Most of the time, birdwatching is a joy. We get to watch colorful or powerful creatures with the magical/mystical capability to fly. That captures our heart and imagination and transports us (well, me anyway) away from our human lives for a moment, hour, or longer (well, me anyway). But sometimes, the cold hard world steps in and puts a damper on that magic. Sometimes, birds die and we have to witness the death or the aftermath. Don't worry, I will not show you my photos of dead birds. Rather, I wanted to report that sometimes, we can do things to help birds not die and we can help scientists learn more about birds if they do die.

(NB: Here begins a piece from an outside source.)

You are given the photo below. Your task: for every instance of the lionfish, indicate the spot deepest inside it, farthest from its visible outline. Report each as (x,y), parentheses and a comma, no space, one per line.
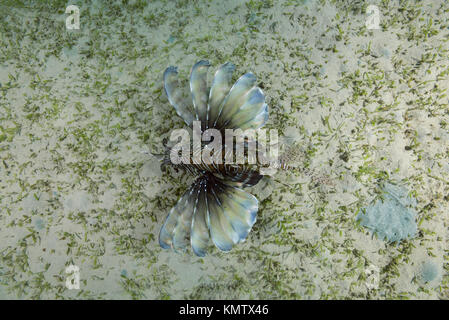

First, let's discuss helping birds not die. One of the major causes of bird death that homeowners can prevent is window strikes. Birds see the reflection of the yard in the window and think that they can fly to it. Instead, they fly into the window and end up dead. Sometimes they die right away and we find them under the window and sometimes they fly off seemingly unaffected. The bad news is that most of those birds will probably die too from internal bleeding :-( How can we help prevent this? We can put things on the windows so that birds understand that it is not OK to fly there. There are stickers available at most bird seed stores which have mixed reviews. Here is a link:
Window Alert Stickers
There are industrial strength coverings like this one which are pretty much outside window shades that you can see through from inside:
This method seems like a winner to me. It uses mesh, like the kind you use to protect fruit trees stretched across the outside of the windows to act as a "trampoline".

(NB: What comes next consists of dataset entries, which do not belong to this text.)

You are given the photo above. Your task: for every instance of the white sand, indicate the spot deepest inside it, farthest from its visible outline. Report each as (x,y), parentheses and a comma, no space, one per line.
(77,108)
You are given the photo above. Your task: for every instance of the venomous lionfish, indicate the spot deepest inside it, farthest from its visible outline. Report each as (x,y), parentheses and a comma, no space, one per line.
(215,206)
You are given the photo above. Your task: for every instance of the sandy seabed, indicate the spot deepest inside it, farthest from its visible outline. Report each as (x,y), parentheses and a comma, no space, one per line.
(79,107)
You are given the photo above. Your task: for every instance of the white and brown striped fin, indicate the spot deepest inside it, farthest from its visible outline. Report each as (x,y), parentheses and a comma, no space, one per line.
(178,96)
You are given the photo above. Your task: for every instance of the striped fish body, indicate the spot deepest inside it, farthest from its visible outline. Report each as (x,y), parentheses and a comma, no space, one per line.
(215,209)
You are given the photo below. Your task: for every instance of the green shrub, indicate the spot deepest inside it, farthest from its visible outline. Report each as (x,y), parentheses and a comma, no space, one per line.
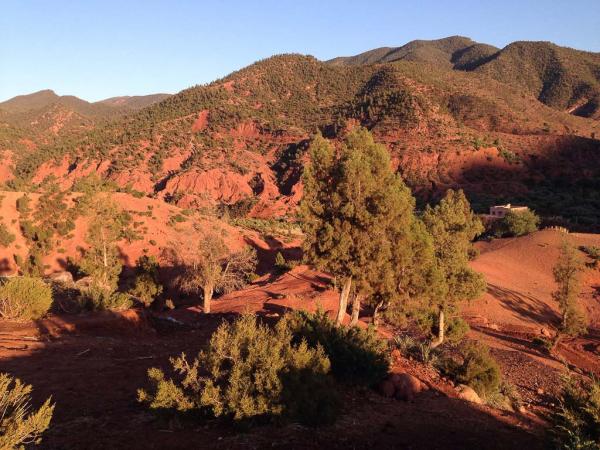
(19,424)
(543,343)
(146,286)
(477,369)
(577,418)
(96,298)
(250,371)
(593,252)
(281,265)
(357,355)
(6,237)
(25,298)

Love Hollow - 100% Bird Proof Windows
Here are a few links that have really good information and include ways to help on a larger scale:
David Sibley's Blog
Birdwatchers Digest Blog
Next on the list is House Finch conjunctivitis. This is an eye disease similar to our "pink eye" that weakens the birds and they eventually die. To make matters worse, this disease is just as contagious as pink eye and ends up infecting all of the other finches at your feeder. This problem is harder to deal with for a number of reasons. The first thing that you need to do is take down all of your feeders so that the infected bird(s) are not in close contact with others. Wash the feeders with bleach and don't hang them up again for a loooong time. The infected birds will eventually die and hopefully not infect many other birds. This is tough to do, but it is best for the common good. Second, if you can capture an infected bird, you can save that bird by taking it to a wildlife rehab center. Conjunctivitis in birds is just as treatable as our pink eye but it takes special care from trained professionals to cure the disease. Ask that the bird be returned to you so that you can return it to its flock in our yard when it is cured. (Also, give them a donation).

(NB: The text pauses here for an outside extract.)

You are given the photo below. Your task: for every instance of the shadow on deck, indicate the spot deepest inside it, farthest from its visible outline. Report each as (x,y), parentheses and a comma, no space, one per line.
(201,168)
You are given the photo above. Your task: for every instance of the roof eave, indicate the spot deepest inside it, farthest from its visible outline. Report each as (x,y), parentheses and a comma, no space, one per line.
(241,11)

Finally, what can we do if we find a dead bird? Simple. Put it in a sealed plastic bag like a Ziploc and put it in your freezer and call your local Audubon. They will usually take the dead birds and get them to scientists that can use them to learn more about birds. Or, you can contact me. I can take them to the Academy of Natural Sciences which is where the DVOC meetings take place. In fact, I dropped off a frozen Ovenbird at last night's meeting that Barbara found on Penn's campus.
That's all for now. I hope that you take action to make your windows more bird proof. There is nothing worse than hearing that sickening "thump". I promise a happier topic tomorrow. I will be going to John Heinz NWR with the DVOC field trip and will hopefully have something fun to share.